The company focuses very highly in terms of bespoke packaging design, testing and R&D, to ensure the customer’s packaging needs are met.


Customers spending more than £100,000 per year on packaging are usually manufacturers, although Kite has a fair amount of distribution and internet fulfillment customers also.


These customers normally buy hundreds of SKUs. For example, Eaton corporation has 13 sites in the UK, with Kite sole packaging supplier. It provides 2,600 SKUs and is the only non-US company to receive Eaton’s Global Supplier of the Year Award more than twice in a row. It has received it six times in succession.

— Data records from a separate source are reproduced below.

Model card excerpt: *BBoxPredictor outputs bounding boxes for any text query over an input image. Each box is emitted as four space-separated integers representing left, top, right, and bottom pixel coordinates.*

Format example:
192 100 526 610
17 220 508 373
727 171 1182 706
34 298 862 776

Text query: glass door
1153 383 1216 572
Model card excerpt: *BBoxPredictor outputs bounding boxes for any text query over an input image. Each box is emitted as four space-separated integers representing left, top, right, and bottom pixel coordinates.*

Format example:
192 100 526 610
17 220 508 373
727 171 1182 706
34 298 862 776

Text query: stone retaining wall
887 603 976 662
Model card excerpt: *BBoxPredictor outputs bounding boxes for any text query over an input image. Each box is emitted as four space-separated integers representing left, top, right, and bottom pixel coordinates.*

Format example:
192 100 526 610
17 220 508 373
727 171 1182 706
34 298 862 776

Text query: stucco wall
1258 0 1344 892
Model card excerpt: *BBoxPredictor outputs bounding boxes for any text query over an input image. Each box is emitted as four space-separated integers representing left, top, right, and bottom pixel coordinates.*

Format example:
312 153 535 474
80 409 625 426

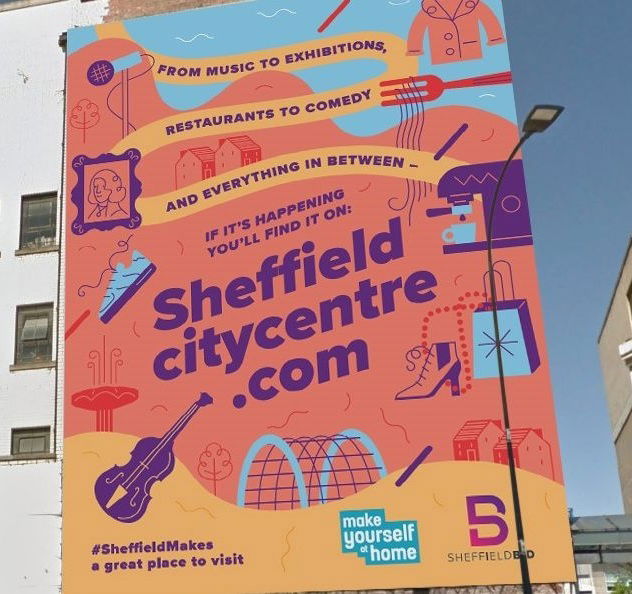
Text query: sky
64 0 632 515
503 0 632 515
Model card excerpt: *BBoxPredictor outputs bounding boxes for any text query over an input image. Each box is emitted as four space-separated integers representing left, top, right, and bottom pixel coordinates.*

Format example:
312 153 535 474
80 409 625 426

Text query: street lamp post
486 105 564 594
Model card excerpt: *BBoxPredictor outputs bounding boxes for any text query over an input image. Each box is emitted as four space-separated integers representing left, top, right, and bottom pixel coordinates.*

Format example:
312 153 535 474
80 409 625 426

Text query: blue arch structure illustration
237 429 386 509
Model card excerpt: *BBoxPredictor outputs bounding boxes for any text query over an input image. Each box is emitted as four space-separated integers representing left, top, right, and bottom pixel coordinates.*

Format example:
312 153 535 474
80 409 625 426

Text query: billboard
63 0 574 594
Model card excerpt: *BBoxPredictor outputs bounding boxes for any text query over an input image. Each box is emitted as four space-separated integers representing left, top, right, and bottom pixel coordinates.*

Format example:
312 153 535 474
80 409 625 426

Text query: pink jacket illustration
408 0 505 64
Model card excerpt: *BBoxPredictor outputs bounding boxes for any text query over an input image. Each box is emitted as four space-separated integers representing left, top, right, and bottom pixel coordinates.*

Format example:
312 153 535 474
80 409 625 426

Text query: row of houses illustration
452 419 555 479
175 135 262 189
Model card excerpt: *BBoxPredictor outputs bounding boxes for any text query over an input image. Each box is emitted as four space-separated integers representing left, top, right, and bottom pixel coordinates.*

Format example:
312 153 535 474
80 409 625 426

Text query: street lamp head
522 105 564 134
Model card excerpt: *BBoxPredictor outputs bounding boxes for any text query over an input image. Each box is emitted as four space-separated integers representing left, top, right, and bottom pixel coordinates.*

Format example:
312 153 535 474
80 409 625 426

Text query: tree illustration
198 443 233 495
70 99 101 143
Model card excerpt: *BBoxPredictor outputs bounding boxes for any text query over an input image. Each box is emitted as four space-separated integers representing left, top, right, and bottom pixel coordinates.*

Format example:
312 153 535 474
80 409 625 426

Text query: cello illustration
94 392 213 523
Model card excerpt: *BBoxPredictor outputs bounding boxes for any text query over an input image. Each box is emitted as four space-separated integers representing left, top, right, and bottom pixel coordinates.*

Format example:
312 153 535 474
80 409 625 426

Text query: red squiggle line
344 392 351 411
268 410 309 429
281 526 296 571
380 408 410 443
481 128 496 142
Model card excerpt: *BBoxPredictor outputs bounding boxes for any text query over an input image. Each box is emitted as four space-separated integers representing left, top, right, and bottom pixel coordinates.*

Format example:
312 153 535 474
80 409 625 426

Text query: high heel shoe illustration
395 342 461 400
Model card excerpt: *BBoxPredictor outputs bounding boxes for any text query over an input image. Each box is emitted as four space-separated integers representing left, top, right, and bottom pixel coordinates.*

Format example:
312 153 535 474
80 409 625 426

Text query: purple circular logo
87 60 114 87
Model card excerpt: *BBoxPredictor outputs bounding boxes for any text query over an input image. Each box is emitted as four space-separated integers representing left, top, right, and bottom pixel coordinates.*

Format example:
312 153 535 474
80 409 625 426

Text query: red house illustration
215 136 261 175
494 428 555 479
176 146 215 190
452 419 503 462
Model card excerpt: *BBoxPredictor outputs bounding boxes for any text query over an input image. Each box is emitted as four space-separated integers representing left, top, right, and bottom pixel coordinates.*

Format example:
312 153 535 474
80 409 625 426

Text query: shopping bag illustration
472 260 540 379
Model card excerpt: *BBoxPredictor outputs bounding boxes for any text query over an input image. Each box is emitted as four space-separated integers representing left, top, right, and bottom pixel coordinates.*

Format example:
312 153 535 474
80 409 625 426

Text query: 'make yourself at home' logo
340 509 421 565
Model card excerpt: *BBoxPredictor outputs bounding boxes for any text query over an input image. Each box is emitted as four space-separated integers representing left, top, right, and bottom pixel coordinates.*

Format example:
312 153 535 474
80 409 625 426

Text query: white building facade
0 0 107 594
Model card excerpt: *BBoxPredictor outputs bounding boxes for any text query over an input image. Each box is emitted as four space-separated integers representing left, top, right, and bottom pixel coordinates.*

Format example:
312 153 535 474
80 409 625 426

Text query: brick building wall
105 0 238 21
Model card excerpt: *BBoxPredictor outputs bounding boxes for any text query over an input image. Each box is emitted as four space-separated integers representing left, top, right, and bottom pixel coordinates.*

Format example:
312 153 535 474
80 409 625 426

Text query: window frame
11 425 52 459
15 191 59 256
12 303 55 370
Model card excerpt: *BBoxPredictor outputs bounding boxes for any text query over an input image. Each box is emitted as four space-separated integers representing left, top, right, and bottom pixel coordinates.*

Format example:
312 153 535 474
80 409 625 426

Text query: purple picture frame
70 149 142 235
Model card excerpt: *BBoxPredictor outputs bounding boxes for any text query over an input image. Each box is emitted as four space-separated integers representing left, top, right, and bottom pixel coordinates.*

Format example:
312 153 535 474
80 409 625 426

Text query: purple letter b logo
466 495 509 547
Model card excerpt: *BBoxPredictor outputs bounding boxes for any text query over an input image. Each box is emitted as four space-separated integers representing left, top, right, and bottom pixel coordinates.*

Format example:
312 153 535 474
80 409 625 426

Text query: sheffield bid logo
340 509 421 565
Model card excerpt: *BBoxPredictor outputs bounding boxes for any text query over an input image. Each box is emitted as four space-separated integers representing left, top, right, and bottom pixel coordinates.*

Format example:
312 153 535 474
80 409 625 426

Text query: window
20 193 57 251
11 427 50 456
15 303 53 365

"Bespoke designs are a key part of what we do,” says Gavin. "We are a supplier to F1 teams, providing specialist packaging for explosive components. This packaging was developed and tested in a very short time period to get get VCA (Vehicle Certification Agency) approval. The aim is not to protect the item, we are looking to protect the airplane from the item.


"We also have customers dispatching 100,000 books and DVDs a week. Their biggest issue is pack velocity, they want to get product through their packing benches as quickly as possible.


"We will put a packing technologist in, video the process, and look to see how we can tweak it, to change the packaging design slightly to save fractions of a second per pack, that mount up over time.”